Le Causse du Larzac a été divisé, fractionné en cinq grands ensembles ou
compartiments assez bien individualisés par cinq grandes failles transversales
presque parallèles, orientées grossièrement Est-Ouest: Failles de l'HOSPITALET DU
LARZAC, de la COUVERTOIRADE, de SAINT-MICHEL, de la VACQUERIE et de la
SÉRANNE. C'est le long de ces failles que se sont façonnées et creusées les vallées
du CERNON, de la SORGUE, de la LERGUE à l'Ouest du Causse et du DOURZON
et de la SORBS à l'Est ; c'est également le long de ces failles que s'allongent les
chaînons montagneux qui brisent l'apparente horizontalité du Causse: chaînons de la
SÉRANNE, de SAINT-MICHEL (Puechs Tude et Fulcran), Ride de L'HOSPITALET
du LARZAC.
III. L’EVOLUTION ET LE MODELE KARSTIQUE
Sous nos climats tempérés, les pays calcaires comme les Causses sont
affectés par une évolution toute spéciale dénommée évolution karstique. Le mot
KARST provient d'une région du Nord de la Yougoslavie, l'ISTRIE, formée de
plateaux calcaires au relief particulier, tout à fait original: cours d'eau encaissés dans
des cañons profonds, rivières souterraines réapparaissant par des résurgences,
grottes, cavités énormes ou avens, dépressions fermées sans écoulement apparent,
reliefs ruiniformes, falaises abruptes ...
Ce type de relief qui affecte les régions calcaires est à la prédominance de
processus qui conduisent à la dissolution du calcaire (qui est un carbonate de chaux)
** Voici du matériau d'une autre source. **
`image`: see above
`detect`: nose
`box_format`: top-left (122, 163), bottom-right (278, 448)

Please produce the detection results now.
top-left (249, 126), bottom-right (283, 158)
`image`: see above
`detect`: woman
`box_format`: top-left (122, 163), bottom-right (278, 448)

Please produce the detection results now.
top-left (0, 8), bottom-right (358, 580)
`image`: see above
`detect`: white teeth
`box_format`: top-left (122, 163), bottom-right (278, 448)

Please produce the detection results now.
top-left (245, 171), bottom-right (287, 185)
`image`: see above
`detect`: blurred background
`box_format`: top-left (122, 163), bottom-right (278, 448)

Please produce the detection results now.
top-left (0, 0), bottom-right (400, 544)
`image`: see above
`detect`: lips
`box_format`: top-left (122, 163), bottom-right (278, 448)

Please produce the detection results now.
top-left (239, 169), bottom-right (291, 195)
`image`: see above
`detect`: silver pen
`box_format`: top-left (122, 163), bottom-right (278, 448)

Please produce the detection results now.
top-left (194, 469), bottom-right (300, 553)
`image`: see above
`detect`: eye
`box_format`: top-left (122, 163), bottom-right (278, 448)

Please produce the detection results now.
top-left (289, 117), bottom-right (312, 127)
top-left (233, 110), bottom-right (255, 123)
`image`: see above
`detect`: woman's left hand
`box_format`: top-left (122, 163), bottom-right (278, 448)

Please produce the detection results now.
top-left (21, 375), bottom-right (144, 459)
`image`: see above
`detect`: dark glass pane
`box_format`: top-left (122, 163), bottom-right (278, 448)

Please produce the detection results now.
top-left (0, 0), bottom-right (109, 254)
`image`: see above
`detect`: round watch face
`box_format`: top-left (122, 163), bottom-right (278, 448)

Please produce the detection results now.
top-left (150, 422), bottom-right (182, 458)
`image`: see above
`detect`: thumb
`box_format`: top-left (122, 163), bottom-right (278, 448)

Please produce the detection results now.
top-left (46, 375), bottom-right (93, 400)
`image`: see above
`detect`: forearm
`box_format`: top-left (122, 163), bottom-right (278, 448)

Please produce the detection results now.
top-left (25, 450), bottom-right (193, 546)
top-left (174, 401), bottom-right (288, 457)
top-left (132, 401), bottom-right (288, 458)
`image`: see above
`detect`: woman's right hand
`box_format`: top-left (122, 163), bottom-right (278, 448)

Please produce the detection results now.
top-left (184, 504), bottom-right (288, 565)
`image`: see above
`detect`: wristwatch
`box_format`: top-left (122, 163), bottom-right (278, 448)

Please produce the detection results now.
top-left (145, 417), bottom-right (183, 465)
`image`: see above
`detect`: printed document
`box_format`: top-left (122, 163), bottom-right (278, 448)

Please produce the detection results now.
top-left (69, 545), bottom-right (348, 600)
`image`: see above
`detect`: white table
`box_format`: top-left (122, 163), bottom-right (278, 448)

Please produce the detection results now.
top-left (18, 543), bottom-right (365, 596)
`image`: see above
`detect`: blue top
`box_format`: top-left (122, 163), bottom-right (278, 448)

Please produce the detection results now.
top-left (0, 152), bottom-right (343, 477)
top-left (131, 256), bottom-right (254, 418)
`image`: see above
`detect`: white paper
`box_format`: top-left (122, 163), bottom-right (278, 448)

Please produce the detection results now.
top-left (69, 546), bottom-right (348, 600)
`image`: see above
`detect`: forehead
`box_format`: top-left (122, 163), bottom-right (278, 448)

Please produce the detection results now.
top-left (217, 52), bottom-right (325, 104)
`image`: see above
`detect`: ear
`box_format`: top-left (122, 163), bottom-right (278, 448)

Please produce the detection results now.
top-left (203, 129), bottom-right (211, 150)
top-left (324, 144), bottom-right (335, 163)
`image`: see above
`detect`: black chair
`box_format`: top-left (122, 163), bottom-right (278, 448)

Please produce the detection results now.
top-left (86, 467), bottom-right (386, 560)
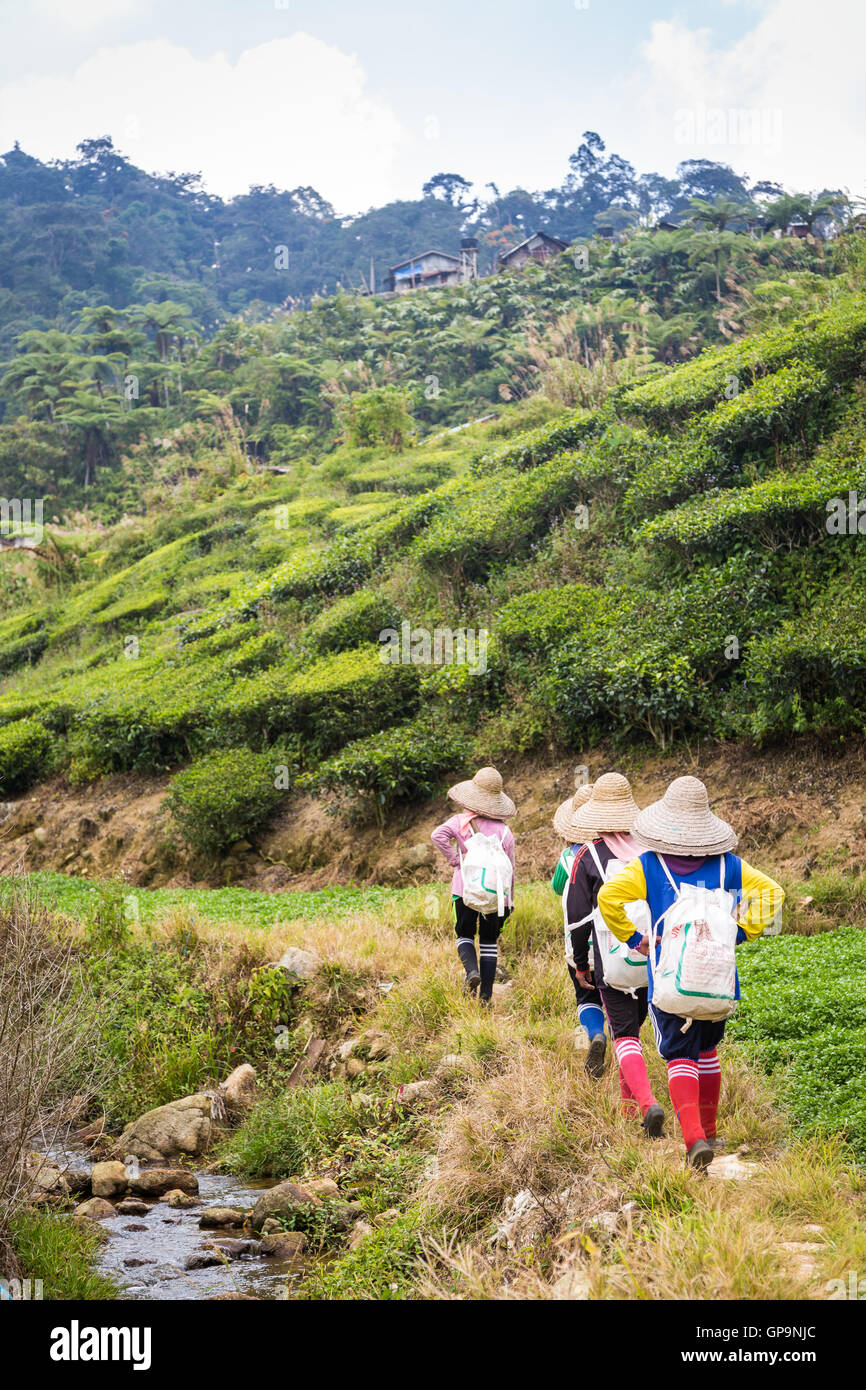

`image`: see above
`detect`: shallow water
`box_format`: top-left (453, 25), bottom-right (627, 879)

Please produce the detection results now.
top-left (50, 1147), bottom-right (302, 1300)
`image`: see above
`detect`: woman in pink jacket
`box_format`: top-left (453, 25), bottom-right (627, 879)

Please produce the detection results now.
top-left (431, 767), bottom-right (516, 1005)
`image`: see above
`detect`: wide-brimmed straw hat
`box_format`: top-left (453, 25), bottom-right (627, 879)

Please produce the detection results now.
top-left (631, 777), bottom-right (737, 856)
top-left (448, 767), bottom-right (517, 820)
top-left (573, 773), bottom-right (641, 840)
top-left (553, 783), bottom-right (592, 845)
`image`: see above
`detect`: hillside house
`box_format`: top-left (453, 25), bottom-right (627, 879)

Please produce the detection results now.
top-left (385, 250), bottom-right (460, 295)
top-left (499, 232), bottom-right (569, 270)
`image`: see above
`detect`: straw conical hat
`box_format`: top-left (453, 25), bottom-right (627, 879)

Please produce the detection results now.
top-left (448, 767), bottom-right (517, 820)
top-left (632, 777), bottom-right (737, 856)
top-left (574, 773), bottom-right (641, 840)
top-left (553, 783), bottom-right (592, 845)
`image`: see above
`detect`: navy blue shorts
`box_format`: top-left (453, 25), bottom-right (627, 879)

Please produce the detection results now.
top-left (649, 1004), bottom-right (726, 1062)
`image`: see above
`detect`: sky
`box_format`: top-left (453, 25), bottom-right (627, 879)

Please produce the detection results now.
top-left (0, 0), bottom-right (866, 215)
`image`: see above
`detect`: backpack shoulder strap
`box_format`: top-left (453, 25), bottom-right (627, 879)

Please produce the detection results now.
top-left (587, 840), bottom-right (607, 883)
top-left (656, 851), bottom-right (681, 898)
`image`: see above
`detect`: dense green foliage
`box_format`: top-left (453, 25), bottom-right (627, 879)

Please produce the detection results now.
top-left (0, 135), bottom-right (848, 522)
top-left (167, 748), bottom-right (286, 855)
top-left (731, 926), bottom-right (866, 1159)
top-left (0, 223), bottom-right (866, 817)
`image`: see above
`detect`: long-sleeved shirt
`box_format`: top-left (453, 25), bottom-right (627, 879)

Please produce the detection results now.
top-left (563, 835), bottom-right (637, 986)
top-left (550, 845), bottom-right (577, 898)
top-left (598, 851), bottom-right (785, 998)
top-left (430, 812), bottom-right (514, 908)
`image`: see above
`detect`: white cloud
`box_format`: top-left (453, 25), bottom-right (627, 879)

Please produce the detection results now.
top-left (617, 0), bottom-right (866, 192)
top-left (0, 33), bottom-right (405, 213)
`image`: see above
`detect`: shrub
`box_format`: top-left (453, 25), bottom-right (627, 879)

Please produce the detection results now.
top-left (495, 584), bottom-right (603, 660)
top-left (211, 646), bottom-right (418, 762)
top-left (93, 588), bottom-right (168, 626)
top-left (730, 926), bottom-right (866, 1159)
top-left (471, 410), bottom-right (598, 474)
top-left (299, 714), bottom-right (470, 824)
top-left (624, 436), bottom-right (742, 518)
top-left (635, 420), bottom-right (866, 555)
top-left (550, 560), bottom-right (773, 748)
top-left (341, 386), bottom-right (413, 449)
top-left (165, 748), bottom-right (285, 856)
top-left (0, 719), bottom-right (53, 792)
top-left (701, 361), bottom-right (830, 453)
top-left (304, 589), bottom-right (399, 652)
top-left (744, 580), bottom-right (866, 738)
top-left (413, 444), bottom-right (582, 578)
top-left (623, 296), bottom-right (866, 425)
top-left (0, 613), bottom-right (49, 674)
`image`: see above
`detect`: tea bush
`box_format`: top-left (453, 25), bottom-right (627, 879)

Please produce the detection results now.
top-left (165, 748), bottom-right (286, 856)
top-left (299, 714), bottom-right (470, 823)
top-left (0, 719), bottom-right (53, 794)
top-left (304, 589), bottom-right (399, 652)
top-left (728, 924), bottom-right (866, 1159)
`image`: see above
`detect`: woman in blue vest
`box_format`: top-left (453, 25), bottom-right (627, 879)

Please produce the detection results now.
top-left (598, 777), bottom-right (784, 1168)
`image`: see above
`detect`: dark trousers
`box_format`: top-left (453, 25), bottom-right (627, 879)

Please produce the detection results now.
top-left (453, 898), bottom-right (512, 999)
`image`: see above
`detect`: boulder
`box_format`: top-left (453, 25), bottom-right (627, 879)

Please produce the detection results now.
top-left (90, 1159), bottom-right (129, 1197)
top-left (260, 1230), bottom-right (307, 1259)
top-left (63, 1168), bottom-right (90, 1197)
top-left (436, 1052), bottom-right (475, 1077)
top-left (220, 1062), bottom-right (256, 1115)
top-left (250, 1182), bottom-right (321, 1230)
top-left (277, 947), bottom-right (321, 980)
top-left (120, 1095), bottom-right (214, 1162)
top-left (26, 1154), bottom-right (70, 1201)
top-left (398, 1081), bottom-right (436, 1105)
top-left (303, 1177), bottom-right (339, 1198)
top-left (161, 1187), bottom-right (199, 1208)
top-left (199, 1207), bottom-right (249, 1227)
top-left (349, 1220), bottom-right (373, 1250)
top-left (204, 1236), bottom-right (263, 1259)
top-left (183, 1250), bottom-right (225, 1269)
top-left (72, 1197), bottom-right (117, 1220)
top-left (117, 1197), bottom-right (150, 1216)
top-left (129, 1168), bottom-right (199, 1197)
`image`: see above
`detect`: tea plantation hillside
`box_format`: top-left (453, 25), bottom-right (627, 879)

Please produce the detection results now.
top-left (0, 247), bottom-right (866, 855)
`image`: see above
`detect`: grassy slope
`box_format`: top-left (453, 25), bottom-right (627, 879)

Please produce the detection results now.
top-left (13, 880), bottom-right (866, 1298)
par des eaux chargées de gaz carbonique (eaux de pluies et de ruissellement par
exemple). Ainsi les roches calcaires sont attaquées, rongées progressivement par
l'action de l'eau. Cette corrosion donne naissance à un ensemble de formes
caractéristiques appelé MODELÉ KARSTIQUE. Ce modelé a une propriété
fondamentale : on y rencontre aussi bien des FORMES DE SURFACE que des
FORMES SOUTERRAINES. Le Causse du LARZAC possède toutes les formes
propres au modelé karstique. Nous décrirons d'abord les FORMES DE SURFACE
que l'œil perçoit et enregistre d’abord.
Les lapiez (Iapies ou lapias) sont des cannelures ou des ciselures ou des
rainures affectant la surface des roches calcaires et dues à la dissolution du
carbonate de calcium par les eaux de ruissellement. Elles peuvent être recouvertes
par la terre (Karst couvert) ou apparaître en surface. Selon la nature ou le grain du
calcaire, le mécanisme du ruissellement, on peut rencontrer des lapiez à cannelures,
à rigoles, à arêtes, à pointes. Les dimensions de ces formes varient de 1 millimètre à
plusieurs mètres, les plus fréquents s'établissant autour du mètre.